I know Endoscopy and Endoscopic Ultrasound can sound a lot alike, but they are very different. I want to walk you through the purposes of each one and what they are exactly. I also will give some common reasons that a doctor may choose one of these testing procedures.
What is Endoscopy?
According to Julian Ong Endoscopy & Surgery (link), a Colorectal Surgeon in Singapore, an endoscopy is performed using a small tube that is flexible and has a light with a camera connected to the end of it. This allows the doctor to take pictures of your digestive system and other organs involved, and to view them on a monitor in real time and color.
Why is an endoscopy performed?
There are several reasons as to why a doctor would order an endoscopy. Of course, they are ordered for the patient’s best interest. If there is an issue inside the digestive tract, the doctor can identify it and know what course of action to take to make you all healthy again. Sometimes the doctor can fix the issue while inside doing the endoscopy.
Here are a few common reasons doctors may request an endoscopy:
- Constipation that does not seem to resolve or keeps coming back.
- Diarrhea on a regular basis.
- Trouble when swallowing food or beverages.
- Frequent stomach pain.
- To perform a biopsy. ( A biopsy is when small pieces of tissues are sampled to run other tests to detect the cause of any issues one may be having. Or to identify any underlying diseases or illnesses.)
Does an endoscopy cause pain?
An endoscopy does not cause any pain. A sedative is given to the patient before the procedure is to begin. You basically, go to sleep while it is happening and wake up when it is all over. A lot of times, patients do not even realize that the procedure was performed yet when they wake up.
So, the answer for most people is, no. Pain is not usually involved with an endoscopy. Doctors do their best to make their patients comfortable.
Are their risks involved when getting an endoscopy?
As with any procedure, there are risks involved. Your doctor has decided to schedule an endoscopy because the pros out weight the cons. If you have had an adverse reaction to any sedatives in the past, it good to let your doctor know.
Good communication between doctor and patient is vital. No question is too silly and a good doctor will not mind answering any of them. It is your body and health, so do not hesitate to ask any questions. Sometimes it will even help the doctors. All information is valuable to doctors and some may be vital for you.
Here are some risks involved with an endoscopy:
- A tear in the gut wall can happen.
- Reaction to Sedatives
- And some other risks.
Your doctor should go over a complete list with you before the procedure. Medicinenet.com has more information on the endoscopy procedure and risks.
What is an Endoscopic Ultrasound?
An endoscopic ultrasound is a lot different than an endoscopy, even though they sound the same. An endoscopic ultrasound is inserted with a flexible tube down the esophagus with an ultrasound attached. It is basically, a camera. The difference in this and an endoscopy, is the ultrasound uses sound waves to capture the images.
Why is an endoscopic ultrasound performed?

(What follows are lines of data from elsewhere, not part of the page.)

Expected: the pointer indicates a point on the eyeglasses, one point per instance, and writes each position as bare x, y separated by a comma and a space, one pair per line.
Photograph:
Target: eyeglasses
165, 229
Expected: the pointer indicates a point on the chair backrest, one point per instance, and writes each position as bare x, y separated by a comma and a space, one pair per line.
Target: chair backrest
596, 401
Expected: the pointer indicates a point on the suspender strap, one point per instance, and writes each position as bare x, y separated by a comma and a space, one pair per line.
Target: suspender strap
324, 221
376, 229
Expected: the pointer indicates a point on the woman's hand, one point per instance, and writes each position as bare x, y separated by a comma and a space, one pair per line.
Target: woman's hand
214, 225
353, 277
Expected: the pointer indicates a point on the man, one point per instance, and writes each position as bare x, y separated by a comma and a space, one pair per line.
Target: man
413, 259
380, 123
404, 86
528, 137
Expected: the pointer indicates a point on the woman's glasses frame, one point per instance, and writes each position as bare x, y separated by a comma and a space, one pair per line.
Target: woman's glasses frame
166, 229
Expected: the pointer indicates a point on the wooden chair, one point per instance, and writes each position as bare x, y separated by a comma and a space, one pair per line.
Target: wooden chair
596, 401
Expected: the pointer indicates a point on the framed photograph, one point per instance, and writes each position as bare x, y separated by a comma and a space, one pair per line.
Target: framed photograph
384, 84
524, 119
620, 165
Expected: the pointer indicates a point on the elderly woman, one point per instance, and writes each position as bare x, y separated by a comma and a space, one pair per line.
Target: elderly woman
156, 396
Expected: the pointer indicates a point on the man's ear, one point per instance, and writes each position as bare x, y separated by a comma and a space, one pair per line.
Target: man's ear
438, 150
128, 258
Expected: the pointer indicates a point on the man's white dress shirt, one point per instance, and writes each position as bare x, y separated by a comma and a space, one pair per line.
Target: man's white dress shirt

The reason for uses of an endoscopic ultrasound are quite different than an endoscopy. Let’s go over some of the common reasons one may have an endoscopic ultrasound performed.
- To evaluate bumps in the intestinal wall.
- Examine the muscles due to the patients with incontinence.
- Certain cancers,
- Blockage of the bowels
- To examine the lungs
The list goes on. The ASGE.org website has more information on endoscopic ultrasounds.
Are endoscopic ultrasounds painful?
A lot similar to the results of an endoscopy, patients often do not remember even having the procedure.
Are there risks involved with an endoscopic ultrasound?
As with any procedure there are risks. The risks with an endoscopic ultrasound are a lot like the risks with an endoscopy. Your doctor will go over any risks involved in the procedure before it is ever performed. You can find more information at Patient.info.net.
You can also check out this video for more information if you are interested in learning a little more about the subject.
Some Last Thoughts
Being nervous before any procedure is normal. If you have some concerns that do not seem to be giving you rest, talk to your doctor. A lot of times we are anxious over nothing, but it never hurts to clear the air and give your mind some rest. I hope you understand the differences between both procedures.